Ainda assim, o FMI recomenda que o BCE continue a sua estratégia. “Na Zona Euro, com as expectativas da inflação ainda inferiores à meta e várias economias ainda a operar significativamente abaixo da sua capacidade, o Banco Central Europeu deve manter a sua política expansionista atual”, lê-se no World Economic Outlook de abril. O Fundo vai mais longe, referindo que podem ser necessárias mais medidas expansionistas caso a inflação core não descole para perto dos 2%.

“A política monetária será mais eficaz se for suportada por medidas que limpem as folhas de balanço e fortaleçam o setor financeiro, usando o espaço orçamental se disponível, e acelerando as reformas estruturais”, conclui o FMI. Esta deve ser uma “prioridade crítica”: resolver o crédito malparado, conjugando uma supervisão mais forte, reformar as insolvências e desenvolver os mercados de dívida. Além disso, o FMI quer que se complete a união bancária e que se introduza a garantia comum para os depósitos bancários. “Estas ações iriam fortalecer a transmissão [dos efeitos] da política monetária expansionista para a economia real e facilitar a consolidar e a restruturação do sistema bancário”, refere o FMI.

Uma das alternativas à política monetária é apostar em políticas fiscais mais atrativas, ainda que dentro do controlo orçamental. Isto deverá ser feito ao mesmo tempo que se diminui a dívida, seja das empresas seja das famílias, do Estado e dos bancos.

E, claro, o FMI não deixa de recomendar a implementação de reformas estruturais para promover a produtividade, o investimento e a qualificação profissional. Além disso, tal como já tinha feito na semana passada, o Fundo Monetário Internacional volta a alertar para o perigo do protecionismo, pedindo aos Governos que resistam a retrair-se na integração e globalização económica, dois fatores que “precisam” de estar na agenda para o crescimento económico.

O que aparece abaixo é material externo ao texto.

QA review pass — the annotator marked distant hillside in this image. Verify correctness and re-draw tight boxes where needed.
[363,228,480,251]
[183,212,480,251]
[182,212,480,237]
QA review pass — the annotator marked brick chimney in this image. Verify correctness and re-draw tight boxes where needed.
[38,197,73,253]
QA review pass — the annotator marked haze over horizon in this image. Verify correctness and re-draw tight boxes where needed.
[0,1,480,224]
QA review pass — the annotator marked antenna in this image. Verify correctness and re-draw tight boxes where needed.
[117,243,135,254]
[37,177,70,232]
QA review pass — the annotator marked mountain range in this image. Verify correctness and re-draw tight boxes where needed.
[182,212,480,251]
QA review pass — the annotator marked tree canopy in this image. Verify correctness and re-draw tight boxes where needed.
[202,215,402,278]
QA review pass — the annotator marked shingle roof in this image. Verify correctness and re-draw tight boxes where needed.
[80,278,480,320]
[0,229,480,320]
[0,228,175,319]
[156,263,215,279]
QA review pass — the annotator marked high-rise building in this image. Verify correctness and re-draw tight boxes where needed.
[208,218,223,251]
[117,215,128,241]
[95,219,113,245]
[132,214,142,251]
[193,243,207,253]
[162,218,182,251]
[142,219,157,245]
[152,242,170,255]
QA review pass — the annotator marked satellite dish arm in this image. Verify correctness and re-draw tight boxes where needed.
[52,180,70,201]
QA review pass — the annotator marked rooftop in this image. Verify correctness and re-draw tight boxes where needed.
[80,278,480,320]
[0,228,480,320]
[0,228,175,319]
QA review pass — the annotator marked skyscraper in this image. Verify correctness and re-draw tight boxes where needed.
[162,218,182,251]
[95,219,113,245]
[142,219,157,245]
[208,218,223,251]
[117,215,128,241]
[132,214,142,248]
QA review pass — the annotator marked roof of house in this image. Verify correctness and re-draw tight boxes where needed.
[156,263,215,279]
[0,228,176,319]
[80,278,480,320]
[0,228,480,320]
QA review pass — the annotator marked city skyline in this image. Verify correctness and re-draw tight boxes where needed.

O Fundo espera ainda que a Alemanha use o espaço orçamental que tem para investir e reduzir os excedentes comerciais que tem com outros países da Zona Euro. Outro dos fatores que poderia beneficiar os países que não atingem o seu PIB Potencial é a integração dos refugiados na força de trabalho, processo que deveria ser facilitado nos pedidos de asilo, escreve o FMI. Os refugiados deviam ser integrados com uma aprendizagem da língua do país em causa e deveriam ser assistidos na procura de emprego, além de se introduzir um sistema de reconhecimento de credenciais profissionais mais eficaz, promovendo também o empreendedorismo junto da comunidade de refugiados.